Main content area

Detection of Tomato black ring virus by real-time one-step RT-PCR

Harper, Scott J., Delmiglio, Catia, Ward, Lisa I., Clover, Gerard R.G.
Journal of virological methods 2011 v.171 no.1 pp. 190-194
RNA, Tomato black ring virus, crops, detection limit, enzyme-linked immunosorbent assay, host plants, nucleotide sequences, plant pathogens, quarantine, rapid methods, reverse transcriptase polymerase chain reaction, surveys
A TaqMan-based real-time one-step RT-PCR assay was developed for the rapid detection of Tomato black ring virus (TBRV), a significant plant pathogen which infects a wide range of economically important crops.
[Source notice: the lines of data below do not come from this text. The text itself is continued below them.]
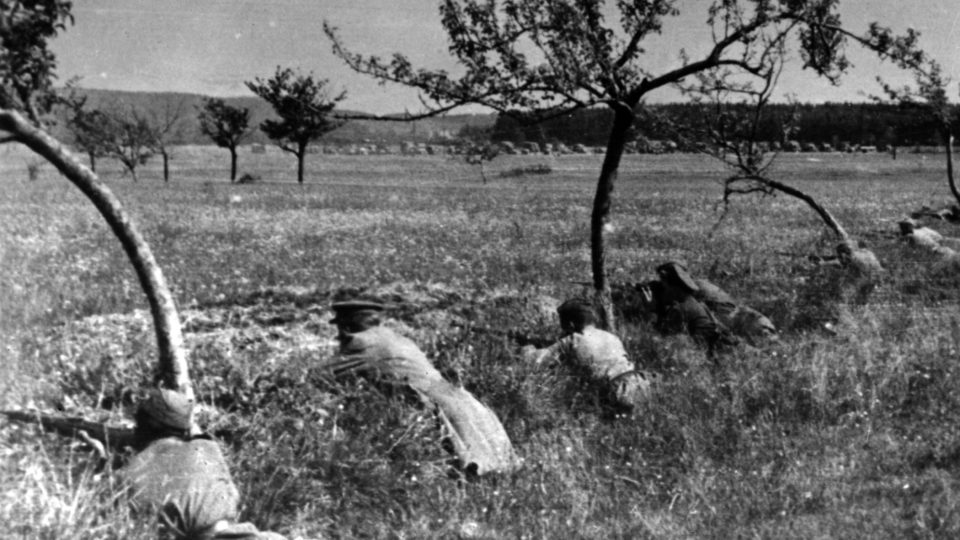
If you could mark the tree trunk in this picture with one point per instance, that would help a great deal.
(301, 155)
(824, 214)
(948, 140)
(233, 164)
(623, 119)
(173, 368)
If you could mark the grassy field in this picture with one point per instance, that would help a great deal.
(845, 434)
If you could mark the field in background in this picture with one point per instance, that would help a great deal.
(844, 434)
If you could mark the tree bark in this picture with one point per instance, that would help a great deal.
(301, 155)
(172, 361)
(824, 214)
(233, 164)
(948, 140)
(623, 119)
(166, 166)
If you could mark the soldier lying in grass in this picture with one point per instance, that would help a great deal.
(743, 321)
(928, 239)
(675, 300)
(597, 355)
(176, 471)
(366, 348)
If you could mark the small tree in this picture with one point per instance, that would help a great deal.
(86, 126)
(929, 97)
(303, 104)
(226, 126)
(129, 138)
(732, 114)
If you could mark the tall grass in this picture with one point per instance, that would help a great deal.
(843, 434)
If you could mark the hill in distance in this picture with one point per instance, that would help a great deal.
(157, 104)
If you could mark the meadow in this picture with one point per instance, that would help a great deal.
(846, 431)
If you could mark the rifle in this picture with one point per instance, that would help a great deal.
(113, 437)
(516, 336)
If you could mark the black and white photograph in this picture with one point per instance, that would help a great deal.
(479, 269)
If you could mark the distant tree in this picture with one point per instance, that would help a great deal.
(303, 104)
(582, 61)
(226, 126)
(477, 152)
(164, 125)
(931, 97)
(26, 73)
(85, 125)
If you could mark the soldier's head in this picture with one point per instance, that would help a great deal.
(575, 315)
(165, 413)
(675, 274)
(356, 315)
(907, 226)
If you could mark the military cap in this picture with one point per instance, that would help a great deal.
(577, 309)
(347, 310)
(168, 409)
(675, 273)
(907, 226)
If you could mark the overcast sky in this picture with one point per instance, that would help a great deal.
(211, 46)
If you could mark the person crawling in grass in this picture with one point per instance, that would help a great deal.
(376, 352)
(176, 472)
(596, 355)
(181, 473)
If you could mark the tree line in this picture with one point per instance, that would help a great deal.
(835, 124)
(302, 105)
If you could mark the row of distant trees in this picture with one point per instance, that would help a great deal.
(302, 104)
(880, 124)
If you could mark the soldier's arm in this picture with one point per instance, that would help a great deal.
(354, 358)
(545, 354)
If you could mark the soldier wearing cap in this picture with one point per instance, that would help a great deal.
(181, 474)
(377, 352)
(673, 298)
(741, 320)
(597, 355)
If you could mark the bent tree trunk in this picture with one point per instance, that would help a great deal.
(623, 119)
(948, 142)
(233, 164)
(824, 214)
(172, 359)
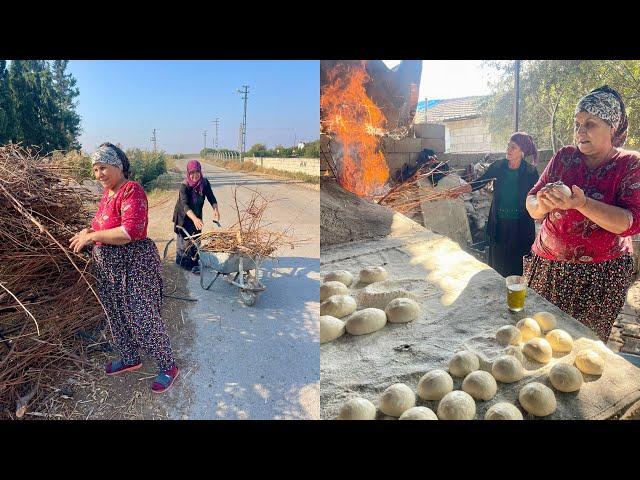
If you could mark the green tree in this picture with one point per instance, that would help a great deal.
(549, 92)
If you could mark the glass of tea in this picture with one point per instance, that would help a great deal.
(516, 291)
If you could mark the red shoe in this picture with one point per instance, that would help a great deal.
(164, 380)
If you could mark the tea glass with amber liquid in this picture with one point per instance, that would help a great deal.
(516, 292)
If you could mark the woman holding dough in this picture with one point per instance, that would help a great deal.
(581, 259)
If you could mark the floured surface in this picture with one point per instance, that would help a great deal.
(463, 304)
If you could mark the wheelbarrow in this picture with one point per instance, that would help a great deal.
(233, 267)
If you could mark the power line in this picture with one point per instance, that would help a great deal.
(216, 122)
(245, 94)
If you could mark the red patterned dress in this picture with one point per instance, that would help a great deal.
(129, 280)
(577, 265)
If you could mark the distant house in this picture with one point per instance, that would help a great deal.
(466, 128)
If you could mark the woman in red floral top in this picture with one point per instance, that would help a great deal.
(127, 269)
(581, 259)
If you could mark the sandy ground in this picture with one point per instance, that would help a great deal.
(236, 362)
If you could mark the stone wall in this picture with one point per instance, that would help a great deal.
(309, 166)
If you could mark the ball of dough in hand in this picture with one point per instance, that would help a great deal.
(373, 274)
(503, 411)
(329, 289)
(366, 321)
(342, 276)
(402, 310)
(463, 363)
(546, 321)
(357, 408)
(457, 405)
(330, 328)
(590, 362)
(538, 349)
(537, 399)
(434, 385)
(396, 399)
(529, 329)
(418, 413)
(565, 378)
(507, 369)
(480, 385)
(508, 335)
(338, 306)
(559, 340)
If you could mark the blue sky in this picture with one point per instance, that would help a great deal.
(123, 101)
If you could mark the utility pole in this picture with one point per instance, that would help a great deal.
(205, 143)
(216, 122)
(517, 96)
(245, 94)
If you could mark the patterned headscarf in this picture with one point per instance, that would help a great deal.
(605, 103)
(526, 144)
(197, 187)
(106, 155)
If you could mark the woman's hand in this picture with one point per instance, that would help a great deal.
(81, 240)
(554, 197)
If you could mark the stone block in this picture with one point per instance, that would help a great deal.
(429, 130)
(435, 144)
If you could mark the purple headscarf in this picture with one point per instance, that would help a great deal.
(525, 142)
(197, 187)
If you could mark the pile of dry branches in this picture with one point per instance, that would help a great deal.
(249, 234)
(45, 295)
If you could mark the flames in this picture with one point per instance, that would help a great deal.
(357, 125)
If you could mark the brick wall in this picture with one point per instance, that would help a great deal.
(309, 166)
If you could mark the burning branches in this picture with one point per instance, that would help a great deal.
(46, 297)
(249, 234)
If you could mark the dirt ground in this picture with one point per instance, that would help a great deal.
(92, 395)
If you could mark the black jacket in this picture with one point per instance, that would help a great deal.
(185, 203)
(527, 178)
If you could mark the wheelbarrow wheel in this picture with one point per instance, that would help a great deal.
(248, 298)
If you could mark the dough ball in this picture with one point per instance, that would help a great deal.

Primers and a probe were designed against existing genomic sequences to amplify a 72bp fragment from RNA-2. The assay amplified all isolates of TBRV tested, but no amplification was observed from the RNA of other nepovirus species or healthy host plants. The detection limit of the assay was estimated to be around nine copies of the TBRV target region in total RNA. A comparison with conventional RT-PCR and ELISA, indicated that ELISA, the current standard test method, lacked specificity and reacted to all nepovirus species tested, while conventional RT-PCR was approximately ten-fold less sensitive than the real-time RT-PCR assay. Finally, the real-time RT-PCR assay was tested using five different RT-PCR reagent kits and was found to be robust and reliable, with no significant differences in sensitivity being found. The development of this rapid assay should aid in quarantine and post-border surveys for regulatory agencies.